Si on a affaire à une minorité - individuelle ou collective - qui voit
plus juste et plus loin que la majorité, il n’est pas douteux qu’elle
aura rapidement raison, que son point de vue, rejeté hier, sera adopté
demain, après expériences, puisque aucune opposition d’intérêts ne
dresse l’une contre l’autre la majorité et la minorité et que toutes
deux, au contraire, tendent à réaliser une même chose, à atteindre un
même but.
La minorité deviendra donc majorité. Détentrice de la vérité, elle sera
un élément de succès, à la condition, toutefois, qu’elle accepte les
décisions de la majorité, qu’elle les applique, qu’elle agisse dans
leur cadre.
Ce sont les événements eux-mêmes qui lui donneront raison. Elle doit
être disciplinée. Elle comprendra d’autant mieux la nécessité de cette
discipline, qu’il est certain d’avance qu’elle donnera elle-même
naissance, un jour prochain, à une majorité issue de son propre sein.

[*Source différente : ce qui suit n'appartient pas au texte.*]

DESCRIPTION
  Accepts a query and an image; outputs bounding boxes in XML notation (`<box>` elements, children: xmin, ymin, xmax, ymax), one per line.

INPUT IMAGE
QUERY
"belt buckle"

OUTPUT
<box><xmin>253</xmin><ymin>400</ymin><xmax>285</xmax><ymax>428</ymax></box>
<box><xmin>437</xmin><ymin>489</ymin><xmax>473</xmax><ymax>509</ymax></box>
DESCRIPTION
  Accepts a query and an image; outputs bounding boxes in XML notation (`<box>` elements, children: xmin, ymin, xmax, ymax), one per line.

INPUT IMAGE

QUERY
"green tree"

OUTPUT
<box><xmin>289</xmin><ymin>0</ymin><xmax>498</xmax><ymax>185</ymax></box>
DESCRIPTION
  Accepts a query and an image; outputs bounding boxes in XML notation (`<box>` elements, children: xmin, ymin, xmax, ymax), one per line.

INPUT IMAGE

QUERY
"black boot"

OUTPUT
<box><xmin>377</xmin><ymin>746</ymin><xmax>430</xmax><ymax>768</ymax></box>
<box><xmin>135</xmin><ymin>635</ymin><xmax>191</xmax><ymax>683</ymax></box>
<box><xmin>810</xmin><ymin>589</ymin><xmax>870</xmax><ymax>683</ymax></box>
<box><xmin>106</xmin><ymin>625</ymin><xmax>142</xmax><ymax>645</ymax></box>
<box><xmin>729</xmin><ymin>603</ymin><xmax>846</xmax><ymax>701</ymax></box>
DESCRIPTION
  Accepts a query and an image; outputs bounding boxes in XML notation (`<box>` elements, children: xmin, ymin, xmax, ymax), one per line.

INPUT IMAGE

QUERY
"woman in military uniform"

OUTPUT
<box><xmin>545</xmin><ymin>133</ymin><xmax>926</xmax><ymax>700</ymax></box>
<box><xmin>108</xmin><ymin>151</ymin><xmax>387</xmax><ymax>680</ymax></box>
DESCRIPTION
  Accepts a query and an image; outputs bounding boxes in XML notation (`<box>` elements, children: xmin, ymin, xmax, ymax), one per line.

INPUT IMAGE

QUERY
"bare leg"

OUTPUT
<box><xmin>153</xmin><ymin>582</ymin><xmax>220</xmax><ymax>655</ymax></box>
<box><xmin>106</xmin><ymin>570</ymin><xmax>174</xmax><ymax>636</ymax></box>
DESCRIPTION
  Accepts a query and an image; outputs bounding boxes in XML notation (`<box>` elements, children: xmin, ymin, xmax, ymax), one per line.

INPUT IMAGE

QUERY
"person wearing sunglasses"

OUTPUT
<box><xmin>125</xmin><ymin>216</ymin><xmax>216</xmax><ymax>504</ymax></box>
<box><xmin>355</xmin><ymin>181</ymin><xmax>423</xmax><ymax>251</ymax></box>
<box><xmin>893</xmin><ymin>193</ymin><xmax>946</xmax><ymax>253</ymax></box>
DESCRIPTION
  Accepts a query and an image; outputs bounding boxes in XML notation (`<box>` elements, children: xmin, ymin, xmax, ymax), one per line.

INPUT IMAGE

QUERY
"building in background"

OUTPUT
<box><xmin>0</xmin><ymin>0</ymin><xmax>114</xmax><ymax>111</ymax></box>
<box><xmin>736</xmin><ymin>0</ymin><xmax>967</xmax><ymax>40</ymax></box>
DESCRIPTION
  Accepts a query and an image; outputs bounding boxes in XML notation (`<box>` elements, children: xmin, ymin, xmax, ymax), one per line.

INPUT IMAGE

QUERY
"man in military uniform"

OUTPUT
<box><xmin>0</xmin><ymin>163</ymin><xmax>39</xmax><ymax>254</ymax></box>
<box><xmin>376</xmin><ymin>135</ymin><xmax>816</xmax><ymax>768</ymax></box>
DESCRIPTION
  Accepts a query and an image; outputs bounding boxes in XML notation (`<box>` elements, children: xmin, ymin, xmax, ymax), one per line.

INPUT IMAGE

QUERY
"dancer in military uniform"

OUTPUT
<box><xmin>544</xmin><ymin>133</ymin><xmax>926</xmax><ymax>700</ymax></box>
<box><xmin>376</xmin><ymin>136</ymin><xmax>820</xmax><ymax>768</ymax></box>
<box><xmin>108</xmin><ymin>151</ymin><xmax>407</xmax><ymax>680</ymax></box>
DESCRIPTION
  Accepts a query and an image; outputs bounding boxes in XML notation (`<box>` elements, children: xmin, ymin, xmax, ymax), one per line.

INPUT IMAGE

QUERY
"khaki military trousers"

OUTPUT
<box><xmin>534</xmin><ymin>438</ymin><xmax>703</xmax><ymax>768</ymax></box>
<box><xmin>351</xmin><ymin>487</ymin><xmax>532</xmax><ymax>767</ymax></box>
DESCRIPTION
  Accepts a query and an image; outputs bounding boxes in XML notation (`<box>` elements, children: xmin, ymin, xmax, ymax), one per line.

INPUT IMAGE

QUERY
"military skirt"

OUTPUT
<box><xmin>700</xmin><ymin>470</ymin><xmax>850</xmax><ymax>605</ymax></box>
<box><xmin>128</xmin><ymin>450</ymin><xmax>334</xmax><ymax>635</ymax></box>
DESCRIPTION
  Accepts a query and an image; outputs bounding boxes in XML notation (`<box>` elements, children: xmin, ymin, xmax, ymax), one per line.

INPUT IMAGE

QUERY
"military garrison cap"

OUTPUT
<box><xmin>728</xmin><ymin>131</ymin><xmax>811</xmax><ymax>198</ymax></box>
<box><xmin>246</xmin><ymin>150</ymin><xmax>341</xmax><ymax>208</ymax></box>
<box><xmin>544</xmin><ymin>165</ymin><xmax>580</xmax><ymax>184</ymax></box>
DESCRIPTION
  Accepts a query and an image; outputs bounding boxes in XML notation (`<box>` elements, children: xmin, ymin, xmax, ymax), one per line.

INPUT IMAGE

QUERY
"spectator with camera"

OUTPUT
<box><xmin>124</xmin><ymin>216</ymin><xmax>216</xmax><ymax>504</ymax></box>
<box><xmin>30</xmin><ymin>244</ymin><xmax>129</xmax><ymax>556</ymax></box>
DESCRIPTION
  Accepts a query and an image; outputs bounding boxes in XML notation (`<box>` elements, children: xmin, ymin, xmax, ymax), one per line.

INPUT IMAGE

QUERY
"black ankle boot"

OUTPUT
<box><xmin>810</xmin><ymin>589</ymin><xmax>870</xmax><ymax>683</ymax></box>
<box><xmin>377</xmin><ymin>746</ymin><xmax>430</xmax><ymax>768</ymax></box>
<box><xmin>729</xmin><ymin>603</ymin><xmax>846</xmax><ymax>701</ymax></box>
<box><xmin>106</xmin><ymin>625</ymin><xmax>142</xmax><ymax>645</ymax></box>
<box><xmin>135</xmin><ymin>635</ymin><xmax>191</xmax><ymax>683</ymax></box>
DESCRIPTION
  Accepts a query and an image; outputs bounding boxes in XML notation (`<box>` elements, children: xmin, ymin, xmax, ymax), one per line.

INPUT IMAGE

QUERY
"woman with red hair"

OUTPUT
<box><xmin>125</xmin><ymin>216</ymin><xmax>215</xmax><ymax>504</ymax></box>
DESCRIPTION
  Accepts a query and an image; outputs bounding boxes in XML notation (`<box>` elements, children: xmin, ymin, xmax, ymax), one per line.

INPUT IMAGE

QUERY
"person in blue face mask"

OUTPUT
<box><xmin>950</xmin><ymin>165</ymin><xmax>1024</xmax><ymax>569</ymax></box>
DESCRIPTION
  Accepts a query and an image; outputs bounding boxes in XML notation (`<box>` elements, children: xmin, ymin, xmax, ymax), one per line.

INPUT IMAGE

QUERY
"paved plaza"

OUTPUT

N’est-ce pas là le résultat d’une évolution naturelle incontestable
contre laquelle aucun argument ne peut être apporté ? Si, au contraire,
on a affaire à une minorité d’arrière-garde retardataire, figée,
convient-il de l’écouter ? Non. Il faut s’efforcer de la faire évoluer,
sans la brimer et de l’amener à rythmer son action sur celle de la
majorité d’avant-garde, sans la brusquer, en utilisant, pour cela, la
leçon des faits. Les événements ne tarderont guère à lui démontrer son
erreur.
La loi du nombre est donc la seule qu’une association puisse accepter.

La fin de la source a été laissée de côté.